Comment Re:I'll bite (Score 1) 265
Because there's no such thing as an assignment operator in bash. Everything is a string token at first (even numbers aren't number unless you're in arithmetic evaluation context), and then tokens get interpreted in various ways once split by whitespace.
x = 3 happens to be three tokens, the first one being the command 'x', the other two being parameters '=' and '3' to command 'x'.
x=3 is one token and it doesn't mean assignment unless it's in the command preface where assignments take place.
This is from 'man bash', under SHELL GRAMMAR / Simple Commands:
A simple command is a sequence of optional variable assignments followed by blank-separated words and redirections, and terminated by a control operator. The first word specifies the command to be executed, and is passed as argument zero. The remaining words are passed as arguments to the invoked command.

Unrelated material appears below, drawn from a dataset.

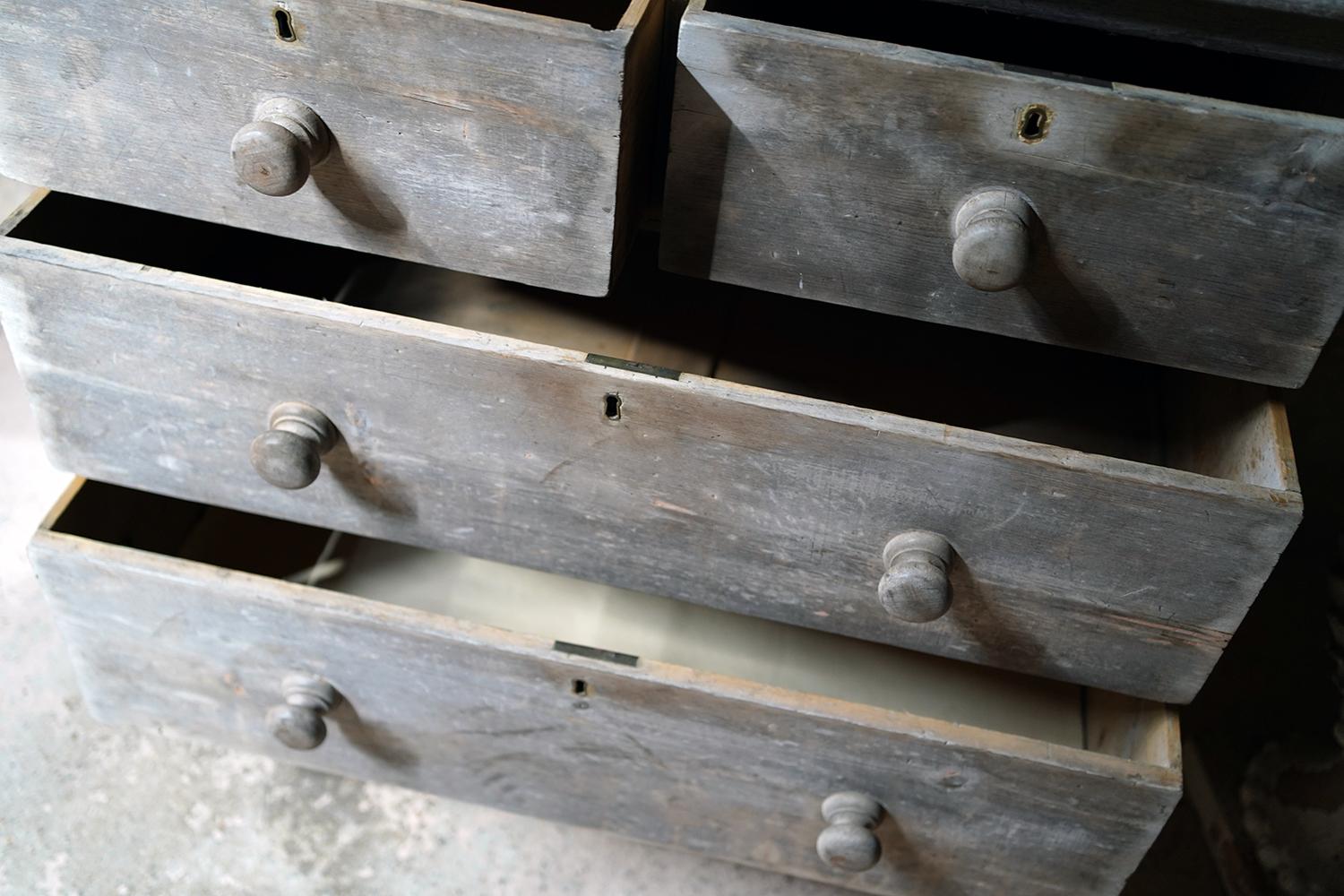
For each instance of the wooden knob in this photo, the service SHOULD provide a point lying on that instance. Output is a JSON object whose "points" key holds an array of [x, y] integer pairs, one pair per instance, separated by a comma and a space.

The AC failed to recognise the $(command) construct, which is 'execute this command and give me its output as a string.
And the AC also messed up the arithmetic. This is what should have been written:
x=$((x+1))
This three are even better:
((x = x + 1))
((x += 1))
((x++))
Variable expansion happens in the arithmetic context (see 'man bash' / EXPANSION / Arithmetic Expansion), so doing $(($x + 1)) is actually wrong, because if $x expands to 'y' then you end up with $((y + 1)), which might be useful sometimes, but given the lack of understanding shown it's probably not what you're actually trying to do.
RTFM means 'man bash' in this case. It may take you a day to go through it and experiment with what you learn in each section, but it's worth it.